Energy market dynamics are currently the main factor supporting the Canadian dollar, the bank adds. That reliance means the currency's performance is sensitive to developments in the Middle East; de-escalation there would remove a key source of support, leaving the Canadian dollar more exposed.

Overall, Barclays concludes that persistent trade tensions with the U.S. continue to weigh on the Canadian economy and, by extension, the currency. The bank expects the Canadian dollar to lag peers among commodity-linked currencies while the renegotiation process and broader trade frictions remain unresolved.

Barclays' commentary underscores two central vulnerabilities: the dependence on energy prices as a support mechanism for the currency, and the political and negotiation risks tied to USMCA talks and U.S.-Canada trade relations. Given those constraints, the firm views the Canadian dollar as more exposed to shifts in trade sentiment and energy market developments than some other commodity currencies.
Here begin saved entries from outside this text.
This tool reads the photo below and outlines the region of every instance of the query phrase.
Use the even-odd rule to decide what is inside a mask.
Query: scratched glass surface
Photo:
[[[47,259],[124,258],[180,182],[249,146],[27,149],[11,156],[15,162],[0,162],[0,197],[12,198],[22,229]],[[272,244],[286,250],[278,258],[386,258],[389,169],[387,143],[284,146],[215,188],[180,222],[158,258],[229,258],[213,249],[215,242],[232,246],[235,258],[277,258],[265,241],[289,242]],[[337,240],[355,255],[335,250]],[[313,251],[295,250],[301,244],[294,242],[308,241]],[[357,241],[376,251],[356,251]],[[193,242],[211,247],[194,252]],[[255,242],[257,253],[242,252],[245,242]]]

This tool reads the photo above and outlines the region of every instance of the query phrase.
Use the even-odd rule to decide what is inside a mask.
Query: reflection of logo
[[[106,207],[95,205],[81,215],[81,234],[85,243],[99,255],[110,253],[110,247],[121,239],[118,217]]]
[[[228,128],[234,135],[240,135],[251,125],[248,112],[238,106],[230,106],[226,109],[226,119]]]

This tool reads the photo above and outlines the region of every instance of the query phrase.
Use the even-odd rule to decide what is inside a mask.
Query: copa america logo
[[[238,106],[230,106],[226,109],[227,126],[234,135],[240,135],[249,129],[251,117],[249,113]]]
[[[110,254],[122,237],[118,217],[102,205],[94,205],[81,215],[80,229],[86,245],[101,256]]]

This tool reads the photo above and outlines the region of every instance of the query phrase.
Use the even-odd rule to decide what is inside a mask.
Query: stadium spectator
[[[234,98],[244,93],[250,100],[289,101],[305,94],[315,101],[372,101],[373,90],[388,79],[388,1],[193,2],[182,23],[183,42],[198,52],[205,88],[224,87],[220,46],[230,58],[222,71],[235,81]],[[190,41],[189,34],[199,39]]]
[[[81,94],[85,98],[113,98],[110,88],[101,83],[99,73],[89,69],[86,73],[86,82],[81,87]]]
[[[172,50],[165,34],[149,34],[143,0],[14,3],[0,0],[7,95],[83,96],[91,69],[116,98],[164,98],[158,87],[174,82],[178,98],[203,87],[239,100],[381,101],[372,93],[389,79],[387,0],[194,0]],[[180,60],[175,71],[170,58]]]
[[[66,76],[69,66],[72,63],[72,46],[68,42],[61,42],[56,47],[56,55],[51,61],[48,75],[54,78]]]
This analysis focuses on the factors Barclays has identified as driving its outlook. Where the bank observes limited progress in the USMCA talks and flags escalation risks, it sees a weaker near-term trajectory for the Canadian dollar relative to commodity peers.

Risks

  • Escalation in USMCA renegotiation could amplify trade uncertainty and further pressure the Canadian dollar - impacting exporters and trade-exposed sectors.
  • A de-escalation of tensions in the Middle East could reduce energy-price support for the Canadian dollar - affecting energy-linked revenues and market sentiment.
  • Ongoing trade frictions with the United States may continue to weigh on the Canadian economy, creating headwinds for currency performance and trade-dependent industries.